Numan Kurtulmuş, the founder of the HSP says goodbye to party members and voews to build a strong Turkey. DAILY NEWS photos, Selahattin SÖNMEZ

Conservative opposition People’s Voice Party (HSP) yesterday dissolved itself with a majority of its delegates’ votes, after its chairman Numan Kurtulmuş recently accepted an offer to join the ruling Justice and Development Party (AKP) at the request of Prime Minister Recep Tayyip Erdoğan.

“This [dissolution] is an integration process [with the AKP] to build a new and strong Turkey. This is not a coalition or a matter of bargaining, I did not do any bargaining during this process. Our main objective is to contribute the process of building a new Turkey without evading responsibility,” Kurtulmuş said in a speech delivered at his party’s extraordinary congress held in the capital city of Ankara.

Kurtulmuş and his close fellows are expected to join the ruling party on Sept. 22 at the AKP’s Istanbul provincial congress.

In July, following long-held speculation that Kurtulmuş was on Erdoğan’s mind as his possible successor as party head, Erdoğan personally proposed to Kurtulmuş the idea of merging the parties under the umbrella of the AKP.

Roots of HSP

The HSP was formed by Kurtulmuş shortly after he broke from the Felicity Party (SP) in October 2010, and received 0.76 percent of the votes at the 2011 general elections. Both Erdoğan and Kurtulmuş once belonged to the Virtue Party (FP) before it was closed down by the Constitutional Court in 2001.

Kurtulmuş preferred to stay within the SP, the flag-bearer of the conservative “National View” movement, while Erdoğan formed the AKP in 2001.In his speech, Kurtulmuş repeatedly stressed that he was not making politics for his own personal interests and did not seek any particular post or position within the ruling party or government.

“Turkey is passing through one of its most important turning points. Politicians who have short-term calculations do not risk themselves and pursue wait-and-see politics. But we evaluated the Prime Minister’s invitation with sense of responsibility and declared our desire to merge,” Kurtulmuş said.

A majority of delegates voted for the dissolution of the HSP. However, a number of party members strongly opposed the dissolution of the party.
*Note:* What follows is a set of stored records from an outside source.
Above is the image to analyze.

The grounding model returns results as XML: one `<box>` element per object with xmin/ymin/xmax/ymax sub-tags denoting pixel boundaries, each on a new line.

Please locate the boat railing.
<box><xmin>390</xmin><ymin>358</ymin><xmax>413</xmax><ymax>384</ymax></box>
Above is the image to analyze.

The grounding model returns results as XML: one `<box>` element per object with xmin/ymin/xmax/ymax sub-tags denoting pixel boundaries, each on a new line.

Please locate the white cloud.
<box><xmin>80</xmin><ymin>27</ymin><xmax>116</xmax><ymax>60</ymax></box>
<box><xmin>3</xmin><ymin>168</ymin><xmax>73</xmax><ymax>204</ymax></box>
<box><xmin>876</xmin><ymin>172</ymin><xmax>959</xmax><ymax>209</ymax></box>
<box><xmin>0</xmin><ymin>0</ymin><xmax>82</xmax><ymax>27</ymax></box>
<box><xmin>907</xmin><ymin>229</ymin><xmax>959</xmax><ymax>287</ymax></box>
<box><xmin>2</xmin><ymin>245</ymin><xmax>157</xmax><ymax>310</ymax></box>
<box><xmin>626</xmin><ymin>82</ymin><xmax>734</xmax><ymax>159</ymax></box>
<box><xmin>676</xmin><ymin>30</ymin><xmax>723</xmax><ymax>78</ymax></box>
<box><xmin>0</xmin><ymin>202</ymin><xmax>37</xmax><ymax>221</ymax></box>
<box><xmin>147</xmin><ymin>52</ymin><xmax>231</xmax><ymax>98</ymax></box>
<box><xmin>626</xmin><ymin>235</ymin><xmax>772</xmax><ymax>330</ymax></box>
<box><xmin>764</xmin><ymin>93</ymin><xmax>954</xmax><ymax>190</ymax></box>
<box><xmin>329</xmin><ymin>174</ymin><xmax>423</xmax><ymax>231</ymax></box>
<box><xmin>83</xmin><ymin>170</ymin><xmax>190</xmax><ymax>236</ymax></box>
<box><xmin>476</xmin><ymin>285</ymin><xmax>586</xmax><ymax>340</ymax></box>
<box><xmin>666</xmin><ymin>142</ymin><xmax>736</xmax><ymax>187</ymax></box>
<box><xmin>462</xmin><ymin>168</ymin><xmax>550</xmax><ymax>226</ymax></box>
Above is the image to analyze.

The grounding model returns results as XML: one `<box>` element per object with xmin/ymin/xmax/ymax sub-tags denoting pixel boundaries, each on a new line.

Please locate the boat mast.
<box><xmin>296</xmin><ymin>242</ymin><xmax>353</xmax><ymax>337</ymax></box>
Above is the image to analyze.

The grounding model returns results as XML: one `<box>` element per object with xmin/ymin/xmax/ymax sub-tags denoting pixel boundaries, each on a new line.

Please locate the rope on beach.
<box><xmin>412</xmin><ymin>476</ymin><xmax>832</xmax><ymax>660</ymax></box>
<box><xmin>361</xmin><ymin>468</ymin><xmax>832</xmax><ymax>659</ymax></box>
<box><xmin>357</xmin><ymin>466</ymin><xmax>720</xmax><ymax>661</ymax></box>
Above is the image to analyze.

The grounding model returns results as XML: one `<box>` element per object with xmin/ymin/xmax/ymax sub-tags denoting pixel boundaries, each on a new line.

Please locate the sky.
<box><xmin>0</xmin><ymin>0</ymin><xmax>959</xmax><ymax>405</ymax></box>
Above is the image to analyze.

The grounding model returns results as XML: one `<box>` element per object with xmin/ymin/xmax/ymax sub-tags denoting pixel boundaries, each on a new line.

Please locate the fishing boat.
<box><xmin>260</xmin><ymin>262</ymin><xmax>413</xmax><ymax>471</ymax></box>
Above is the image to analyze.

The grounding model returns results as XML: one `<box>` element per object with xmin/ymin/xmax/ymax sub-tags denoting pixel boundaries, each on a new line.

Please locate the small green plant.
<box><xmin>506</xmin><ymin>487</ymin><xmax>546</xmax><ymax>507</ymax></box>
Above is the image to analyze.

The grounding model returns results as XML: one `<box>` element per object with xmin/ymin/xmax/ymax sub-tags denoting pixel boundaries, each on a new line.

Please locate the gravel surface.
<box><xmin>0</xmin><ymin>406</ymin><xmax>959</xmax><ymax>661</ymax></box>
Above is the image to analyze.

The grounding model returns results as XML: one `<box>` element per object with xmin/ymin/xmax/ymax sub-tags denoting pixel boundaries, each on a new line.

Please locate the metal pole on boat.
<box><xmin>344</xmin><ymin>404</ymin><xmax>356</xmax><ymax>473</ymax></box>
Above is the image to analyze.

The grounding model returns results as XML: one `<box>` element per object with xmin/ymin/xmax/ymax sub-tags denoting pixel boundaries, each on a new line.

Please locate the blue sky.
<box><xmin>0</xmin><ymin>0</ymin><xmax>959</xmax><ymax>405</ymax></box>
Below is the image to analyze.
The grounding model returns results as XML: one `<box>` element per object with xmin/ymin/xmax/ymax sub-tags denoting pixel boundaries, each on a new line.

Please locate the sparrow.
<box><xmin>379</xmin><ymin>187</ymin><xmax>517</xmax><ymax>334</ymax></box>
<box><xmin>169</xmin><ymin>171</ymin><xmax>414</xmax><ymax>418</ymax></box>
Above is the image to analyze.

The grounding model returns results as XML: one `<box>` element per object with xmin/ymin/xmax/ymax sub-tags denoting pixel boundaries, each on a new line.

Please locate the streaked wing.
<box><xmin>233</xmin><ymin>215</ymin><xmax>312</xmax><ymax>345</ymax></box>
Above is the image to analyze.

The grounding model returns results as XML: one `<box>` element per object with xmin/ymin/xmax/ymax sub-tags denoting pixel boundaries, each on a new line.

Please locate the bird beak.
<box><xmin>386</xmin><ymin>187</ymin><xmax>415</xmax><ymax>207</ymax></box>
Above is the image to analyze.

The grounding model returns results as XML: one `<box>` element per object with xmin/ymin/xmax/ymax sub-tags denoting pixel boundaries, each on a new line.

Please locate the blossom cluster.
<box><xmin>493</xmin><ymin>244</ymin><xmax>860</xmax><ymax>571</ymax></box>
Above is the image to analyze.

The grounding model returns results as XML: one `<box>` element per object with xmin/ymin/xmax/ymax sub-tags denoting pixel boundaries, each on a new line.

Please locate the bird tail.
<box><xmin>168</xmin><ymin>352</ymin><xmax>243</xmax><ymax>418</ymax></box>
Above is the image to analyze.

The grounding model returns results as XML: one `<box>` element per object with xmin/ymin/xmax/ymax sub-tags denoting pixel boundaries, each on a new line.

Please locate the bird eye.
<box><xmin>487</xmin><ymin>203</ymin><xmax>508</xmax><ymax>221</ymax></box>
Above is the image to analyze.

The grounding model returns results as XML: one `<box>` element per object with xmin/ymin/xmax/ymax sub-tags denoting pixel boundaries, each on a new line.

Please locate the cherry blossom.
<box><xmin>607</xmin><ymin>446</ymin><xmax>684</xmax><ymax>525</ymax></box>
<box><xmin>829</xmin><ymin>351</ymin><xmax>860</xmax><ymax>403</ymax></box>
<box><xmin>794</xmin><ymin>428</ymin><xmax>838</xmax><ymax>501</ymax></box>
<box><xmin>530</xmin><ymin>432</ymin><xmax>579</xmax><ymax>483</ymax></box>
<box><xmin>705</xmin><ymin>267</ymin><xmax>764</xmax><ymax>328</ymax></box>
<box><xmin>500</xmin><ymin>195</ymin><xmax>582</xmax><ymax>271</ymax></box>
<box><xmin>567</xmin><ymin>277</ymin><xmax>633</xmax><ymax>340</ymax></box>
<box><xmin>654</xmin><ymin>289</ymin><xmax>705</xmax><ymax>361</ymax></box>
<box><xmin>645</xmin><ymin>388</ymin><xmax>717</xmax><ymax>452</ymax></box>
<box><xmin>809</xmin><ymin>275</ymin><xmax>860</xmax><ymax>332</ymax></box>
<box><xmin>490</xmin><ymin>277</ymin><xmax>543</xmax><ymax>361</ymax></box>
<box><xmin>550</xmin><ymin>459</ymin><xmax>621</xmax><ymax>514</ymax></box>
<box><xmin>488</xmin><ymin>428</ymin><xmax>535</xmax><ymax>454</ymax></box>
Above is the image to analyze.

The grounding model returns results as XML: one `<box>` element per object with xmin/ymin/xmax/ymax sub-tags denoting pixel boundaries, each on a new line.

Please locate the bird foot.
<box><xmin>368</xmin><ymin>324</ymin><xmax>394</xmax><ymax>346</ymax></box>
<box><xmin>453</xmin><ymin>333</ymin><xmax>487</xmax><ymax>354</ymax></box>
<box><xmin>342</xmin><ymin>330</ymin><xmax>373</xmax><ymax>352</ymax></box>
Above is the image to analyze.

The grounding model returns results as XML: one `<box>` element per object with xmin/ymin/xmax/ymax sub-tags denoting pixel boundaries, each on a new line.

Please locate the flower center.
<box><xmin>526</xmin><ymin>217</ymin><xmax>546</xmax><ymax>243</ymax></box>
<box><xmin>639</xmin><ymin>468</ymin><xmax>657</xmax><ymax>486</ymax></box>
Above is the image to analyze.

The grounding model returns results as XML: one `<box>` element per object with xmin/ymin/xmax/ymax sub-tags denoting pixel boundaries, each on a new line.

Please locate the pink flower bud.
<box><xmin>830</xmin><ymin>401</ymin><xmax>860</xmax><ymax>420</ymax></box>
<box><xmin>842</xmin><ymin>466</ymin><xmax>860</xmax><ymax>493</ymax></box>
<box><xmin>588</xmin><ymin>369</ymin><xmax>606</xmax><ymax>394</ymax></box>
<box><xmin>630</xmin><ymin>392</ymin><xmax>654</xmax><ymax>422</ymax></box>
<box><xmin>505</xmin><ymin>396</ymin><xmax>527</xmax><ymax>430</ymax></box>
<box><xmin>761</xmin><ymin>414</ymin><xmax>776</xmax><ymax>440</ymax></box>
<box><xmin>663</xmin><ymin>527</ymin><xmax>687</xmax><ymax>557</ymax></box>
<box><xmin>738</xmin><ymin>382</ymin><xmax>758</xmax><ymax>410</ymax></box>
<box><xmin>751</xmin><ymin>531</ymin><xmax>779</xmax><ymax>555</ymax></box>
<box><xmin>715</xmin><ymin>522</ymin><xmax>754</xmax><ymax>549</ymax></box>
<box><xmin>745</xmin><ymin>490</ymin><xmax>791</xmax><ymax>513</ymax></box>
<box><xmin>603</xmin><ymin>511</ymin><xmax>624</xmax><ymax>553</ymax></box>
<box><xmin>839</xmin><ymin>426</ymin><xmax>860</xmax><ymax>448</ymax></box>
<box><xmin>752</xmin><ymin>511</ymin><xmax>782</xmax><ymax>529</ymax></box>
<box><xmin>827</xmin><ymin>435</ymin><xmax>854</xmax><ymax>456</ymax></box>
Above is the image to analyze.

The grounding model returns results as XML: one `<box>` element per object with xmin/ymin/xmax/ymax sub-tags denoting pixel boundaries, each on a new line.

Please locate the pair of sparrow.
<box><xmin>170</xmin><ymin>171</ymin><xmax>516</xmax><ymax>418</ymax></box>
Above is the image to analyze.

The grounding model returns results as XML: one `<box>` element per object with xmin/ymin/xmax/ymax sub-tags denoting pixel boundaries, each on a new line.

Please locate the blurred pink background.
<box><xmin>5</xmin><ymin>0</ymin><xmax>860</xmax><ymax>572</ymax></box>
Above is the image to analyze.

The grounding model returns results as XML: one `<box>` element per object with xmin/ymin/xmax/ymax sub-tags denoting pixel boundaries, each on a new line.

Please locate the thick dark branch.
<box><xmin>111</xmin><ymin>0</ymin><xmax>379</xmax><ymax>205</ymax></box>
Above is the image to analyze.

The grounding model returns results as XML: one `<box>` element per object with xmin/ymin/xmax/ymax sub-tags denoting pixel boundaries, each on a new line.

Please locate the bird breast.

Mehmet Bekaroğlu, former deputy chairman of the HSP, said they had opposed the mentality of the ruling party from the very beginning, and recalled Kurtulmuş’s harsh criticism of the AKP during the 2011 election campaign. “What has the AKP done for 10 years? What they have done is build their own tutelage regime instead of the old one,” Bekaroğlu said, claiming that by merging with the HSP, the AKP aimed to build a “nationalist front” to prevent the growth of any possible opposition.